一般隊員を動揺させてはならない、という表向きの配慮の他に、今回の事件が潜在する護廷への不満を持つ者の更なる反乱を呼び起こす可能性がある、という裏の理由に気づけない者は関係上層部の中にはいない。共通の敵を討つ為の意思統一よりも瑣末な手許の燻りを気にするとは。護廷の権威はここまで堕ちきっていた。

密かに憤る者はいた。不満を表に出すことを躊躇わぬ者も。けれど結局は誰も最善の策など持たず、隊長格のみで対抗勢力に臨まざるを得ない現状を諦めとともに受け入れるしかなかった。そもそも、隊長格以外では太刀打ちできる相手ではない。
車軸が傾斜する音を事実を知る誰もが聞いた。それでも、振り下ろすべき対象がはっきりしている以上、たとえ空ろであっても刃は握られる。

あたしはどうでもよかった。

隊長がいなくなって、あたしは病み上がりのままで不安と焦燥で満たされた五番隊を切り盛りするのに精一杯。
表向きは敵勢力に手傷を負わされたということになっているとは言え、発言権と責任を持つ立場として、やるべき事は山ほどあった。
幸い、五番隊の中であたしの他に唯一真相を知っている三席の助力を得て、なんとか通常業務を滞りなくこなせるまでに落ち着いた。先ほど質問した新人隊員のように、皆が皆平素の状態に落ち着いたという訳ではないけれど、不安な心を抱えたままでも日常の歯車は廻っていた。

たとえ軋みながらでも。あの人を抜きに、日常は。

書類の確認を追えて、強張った目を労わるように眉間を軽く揉む。長臥せりで体力が落ちていたこともあり、最近忙しさが身体を苛む。
都合が良かった。
目先のやるべきことに心を奪われていれば、あの日あたしが藍染隊長にされた事を、藍染隊長が兇徒として豹変した事実を思い返さずに済む。仕事に復帰するまで幾度も幾度も心の中で繰り返され、そのたびに精神を焼いてきた数多の問い。
肉体の傷がほぼ癒えても、その憂いが自分の内面を抉り疵が広がるだけなのだと気づいたから、あたしは復帰を希望したのだ。五番隊の為だという理由よりも、もしかしたら大きいのかも知れない。不純だとは気づいている。でも今さらそれが何だっていうの。

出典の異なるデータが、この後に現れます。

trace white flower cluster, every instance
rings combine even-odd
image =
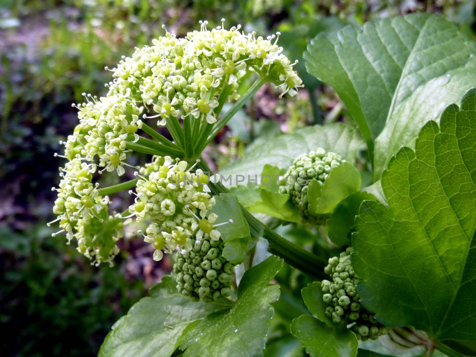
[[[99,100],[89,94],[85,96],[87,103],[75,106],[79,124],[65,143],[65,155],[69,160],[83,158],[89,161],[97,157],[99,166],[108,171],[116,170],[120,176],[124,166],[128,166],[124,161],[126,141],[136,140],[143,108],[131,98],[130,90]]]
[[[107,96],[98,99],[88,94],[87,103],[76,106],[80,123],[65,143],[69,159],[97,157],[99,166],[120,176],[126,141],[134,140],[144,111],[157,113],[148,118],[158,118],[161,125],[171,117],[188,116],[213,124],[220,94],[226,89],[228,99],[237,99],[238,81],[248,70],[266,76],[283,94],[294,95],[302,86],[276,35],[246,35],[239,25],[208,31],[207,21],[200,23],[200,31],[185,38],[167,32],[153,40],[153,46],[123,57],[113,70],[113,80],[106,85]]]
[[[61,230],[69,242],[74,238],[78,250],[93,263],[109,262],[119,252],[116,242],[122,236],[122,219],[109,215],[107,196],[99,195],[91,182],[96,165],[73,159],[60,169],[62,178],[58,188],[53,212],[58,215]]]
[[[189,251],[192,237],[198,241],[220,238],[220,233],[213,229],[217,215],[208,214],[215,204],[208,193],[208,178],[201,170],[190,173],[191,168],[187,170],[187,167],[186,161],[155,157],[141,170],[145,176],[137,174],[140,178],[136,192],[129,191],[136,198],[129,207],[129,217],[150,222],[144,240],[155,248],[156,260],[162,258],[162,250],[170,254],[178,246]]]

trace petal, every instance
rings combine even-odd
[[[218,240],[220,239],[221,234],[216,229],[212,229],[210,232],[210,238],[213,240]]]
[[[154,260],[156,261],[159,261],[162,259],[162,257],[163,256],[164,253],[162,252],[162,251],[156,249],[155,251],[154,252],[153,258],[154,258]]]

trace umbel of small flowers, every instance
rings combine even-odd
[[[179,159],[155,157],[137,174],[136,192],[129,191],[136,198],[126,218],[135,216],[137,221],[148,221],[145,232],[141,233],[155,248],[156,260],[162,258],[162,250],[170,254],[178,246],[189,250],[192,235],[202,236],[203,229],[216,219],[216,215],[208,215],[215,204],[207,186],[208,176],[200,169],[192,173],[193,166],[188,170],[187,167],[187,162]],[[207,232],[217,239],[220,237],[215,229]]]
[[[282,95],[294,95],[302,86],[294,64],[277,44],[279,32],[264,38],[240,32],[239,25],[208,30],[207,21],[200,23],[200,31],[184,38],[166,32],[152,46],[123,56],[111,70],[114,79],[106,85],[105,97],[85,94],[86,103],[73,105],[79,123],[64,143],[69,159],[97,159],[102,170],[120,176],[130,151],[127,143],[139,139],[145,118],[167,125],[174,147],[183,150],[191,144],[183,142],[188,138],[194,142],[209,133],[226,99],[238,98],[236,89],[247,71],[274,83]]]
[[[178,247],[185,254],[193,240],[205,237],[218,240],[220,234],[213,223],[218,216],[209,213],[215,199],[207,185],[208,177],[201,170],[192,173],[187,163],[170,157],[155,156],[152,161],[136,172],[136,198],[129,215],[108,213],[109,200],[99,194],[91,182],[95,169],[79,159],[68,162],[61,169],[60,187],[54,188],[58,198],[54,212],[61,230],[69,241],[78,241],[78,250],[99,264],[112,264],[119,252],[116,242],[122,236],[123,220],[127,223],[135,217],[144,223],[145,232],[139,231],[144,240],[155,248],[154,259],[159,260],[162,251],[170,254]]]
[[[68,162],[60,169],[60,187],[53,208],[61,230],[66,232],[68,244],[75,238],[78,250],[94,259],[93,263],[108,262],[119,253],[116,242],[122,237],[123,221],[115,214],[110,215],[107,196],[99,195],[97,185],[92,182],[96,165],[87,164],[79,159]]]
[[[86,102],[73,105],[79,123],[66,141],[60,142],[65,153],[59,156],[68,161],[60,169],[59,187],[53,189],[58,192],[53,209],[58,218],[53,222],[61,228],[55,234],[66,232],[69,242],[76,238],[78,250],[95,264],[112,264],[122,226],[133,217],[146,225],[140,233],[155,248],[156,260],[162,251],[171,253],[177,247],[189,251],[190,239],[201,235],[219,238],[213,229],[216,217],[209,214],[215,199],[206,185],[208,177],[199,170],[190,174],[186,161],[171,158],[199,155],[214,130],[225,125],[225,120],[215,123],[225,102],[238,99],[236,89],[247,72],[255,72],[259,79],[244,98],[266,81],[282,95],[294,95],[302,86],[293,64],[277,44],[279,33],[265,39],[240,32],[240,25],[226,30],[222,23],[208,30],[207,25],[200,21],[200,30],[184,38],[166,31],[152,46],[136,49],[112,70],[113,79],[106,85],[105,97],[84,93]],[[245,101],[238,100],[234,108]],[[146,122],[154,119],[167,126],[173,141]],[[139,129],[154,140],[139,136]],[[100,188],[93,183],[96,173],[122,175],[125,167],[131,166],[127,154],[132,150],[160,156],[144,167],[133,167],[138,170],[135,184]],[[136,198],[129,212],[110,214],[106,193],[134,184],[135,192],[130,192]]]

心が半分壊れたままで、それでも、あたしは軋みながら生きている。

静まり返った部屋の向こう、裏庭に面した窓から、現世任務に向かう分隊のきびきびとした声が聞こえる。あたしは座した傍らに置いた愛刀の存在を確認する。叛乱騒動の後、常時帯刀令は一度も下げられていない。その上、討伐部隊に万一のことあった場合は責任者として自分が真っ先に救出に向かわなければならない。
ふと、旅禍騒動の際、常時帯刀令が出た頃のことを思い出した。斬魄刀など持ちたくないと思っていた自分。その欺瞞と僅かな純真さを、今なら他人事のように笑ってしまえる。不安をすべて丸投げするようにあの部屋に赴いた夜のこと。見つめた大きな背中の主は、あたしを欺くための手紙をしたためている最中だった筈。あの頃からあたしは滑稽だったのだ。

そしてたぶん、今もなお。

あたしが意識を失っている間、山本総隊長によって特別隊、つまりは『敵』を斃す為に部隊が組織された。総隊長がみずから選んだ人員に加えて、有志が数名参戦を望んで先日現世に遣わされたという。日番谷くんと乱菊さんは自ら望んだ側だったと聞いた。
特別任務について二人はその内容をあたしに明かさなかった。だからあたしも聞かなかった。副隊長達に公にされない情報は、先の隊員に対するものと同じに『知らなくても良いこと』だから。あたしは、前線に携わらない人員だと既に周囲から決定づけられていたのだから。

だからあたしは、藍染隊長のいまを知らない。

焦りはあった。疑問だらけの中で都合のいい道筋を作ろうとありもしない一縷の希望を信じたがった。
『藍染隊長を殺すの?』
否定形の答えしか望まない振りをして訊いた疑問の罪深さを、あたしは根深く後悔し続ける。訊くべきではないことを訊くべきではない人に訊いた。
無理を言って通信で対面させて貰った幼馴染の表情がいまも目蓋の裏から去らない。まただ。また、無邪気さを装ったあたしの倣岸さは人を傷つける。混乱していただなんて言い訳はできない。総隊長が気を失わせてくれたのが、今は無性にありがたかった。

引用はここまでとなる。